いろいろ珍しいものをカメラに収めていると、一人の男が声をかけてきた。地図を示しながら「サグラダ・ファミリア」と言っている。道順を聞いているのかなと思い、指差しで示した。なおも何かを言っているようであるが、分からないことを示して歩き出した。しかし、その男はついて来ている。角を曲がると二人の男に後ろから呼び止められた。道を尋ねた男もいる。つまりその男と私が話していたので仲間だと思い呼び止めたのである。そして、コカインと言っているので、持っているのか聞いているようだ。二人の男は刑事のようで、警察手帳なるものを示している。パスポートと言うのでコピーを提示した。道を尋ねた男の財布を出させ、匂いをかいでいる。私にも出せと言うので提示した。やはりあけて匂いをかいでいた。今度はカードがないかと言っているようだ。道を尋ねた男が持っているカードを示している。私にも出せと言っているが、持ってないことを示す。ポケットなど触っていたが、やがてなにやら言いつつ去っていった。いつの間にか道を尋ねた男もいなくなっていた。

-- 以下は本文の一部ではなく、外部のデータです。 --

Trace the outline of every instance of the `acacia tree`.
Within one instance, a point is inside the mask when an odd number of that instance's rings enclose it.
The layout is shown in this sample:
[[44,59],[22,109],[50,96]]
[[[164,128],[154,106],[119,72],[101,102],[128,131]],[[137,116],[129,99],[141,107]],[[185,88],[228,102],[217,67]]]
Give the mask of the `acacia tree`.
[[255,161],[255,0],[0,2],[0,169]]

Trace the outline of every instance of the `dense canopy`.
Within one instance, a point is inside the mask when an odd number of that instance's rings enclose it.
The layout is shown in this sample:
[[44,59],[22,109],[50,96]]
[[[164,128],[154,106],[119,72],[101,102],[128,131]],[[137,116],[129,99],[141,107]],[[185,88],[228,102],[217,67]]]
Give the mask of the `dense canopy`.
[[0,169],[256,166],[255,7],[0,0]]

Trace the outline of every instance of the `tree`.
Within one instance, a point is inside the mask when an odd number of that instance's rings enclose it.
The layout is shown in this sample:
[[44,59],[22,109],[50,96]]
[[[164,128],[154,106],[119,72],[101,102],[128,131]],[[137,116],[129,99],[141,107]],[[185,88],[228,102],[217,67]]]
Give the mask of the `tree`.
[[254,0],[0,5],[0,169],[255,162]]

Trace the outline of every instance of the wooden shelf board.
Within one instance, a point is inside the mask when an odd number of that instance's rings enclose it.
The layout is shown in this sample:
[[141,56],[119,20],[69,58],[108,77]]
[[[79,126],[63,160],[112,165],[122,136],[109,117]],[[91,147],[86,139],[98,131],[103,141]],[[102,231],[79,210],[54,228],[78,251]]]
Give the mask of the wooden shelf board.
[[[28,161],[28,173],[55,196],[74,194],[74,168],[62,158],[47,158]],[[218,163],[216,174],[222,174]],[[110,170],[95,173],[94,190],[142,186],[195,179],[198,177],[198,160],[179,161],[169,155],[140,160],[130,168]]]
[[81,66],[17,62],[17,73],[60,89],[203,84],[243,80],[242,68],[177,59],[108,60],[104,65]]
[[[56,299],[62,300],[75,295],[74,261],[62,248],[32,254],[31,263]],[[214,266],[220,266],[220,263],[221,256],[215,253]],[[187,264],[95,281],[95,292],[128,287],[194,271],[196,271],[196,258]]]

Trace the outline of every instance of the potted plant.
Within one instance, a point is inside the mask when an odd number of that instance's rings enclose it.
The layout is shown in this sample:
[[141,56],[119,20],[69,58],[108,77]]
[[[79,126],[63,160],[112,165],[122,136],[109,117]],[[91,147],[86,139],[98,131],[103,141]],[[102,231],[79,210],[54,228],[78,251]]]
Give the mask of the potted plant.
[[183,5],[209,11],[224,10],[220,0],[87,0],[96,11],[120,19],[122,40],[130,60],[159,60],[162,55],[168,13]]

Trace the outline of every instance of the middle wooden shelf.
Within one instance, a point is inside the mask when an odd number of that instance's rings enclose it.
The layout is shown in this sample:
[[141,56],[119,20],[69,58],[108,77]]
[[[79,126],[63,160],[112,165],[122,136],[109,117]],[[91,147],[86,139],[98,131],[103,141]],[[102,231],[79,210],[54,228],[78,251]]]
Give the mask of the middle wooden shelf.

 家に帰って羊子やRMさんに話すと、それが詐欺だと言うのである。刑事は偽者で、道を尋ねた男とは仲間であると言うことである。もし、カードを示すと、道を尋ねた男が、さっと横取りして逃げていく。それを刑事が追いかけていくと言う筋書きになるそうだ。写真を写しながらぶらぶらしていること、外国人であり、一番のかもであり、狙われたと言うことである。羊子が外に出る時は、お金は小銭程度、貴重品は持たないと言われたことが実現したわけである。私のような風貌は一番狙われやすいとも。
 こんなことがあったので、それからは本当に何も持たないで外出することにした。携帯電話はこちらでは使わないことにした。せいぜい万歩計機能だけを利用することにする。携帯電話は羊子のものを所持することにした。何かあればすぐに羊子に連絡できる。ここは観光地だから用心しなければならないのであり、バルセロナ市民は善良な人たちなのである。悪人はどこにもいる。ご用心はしなければならない。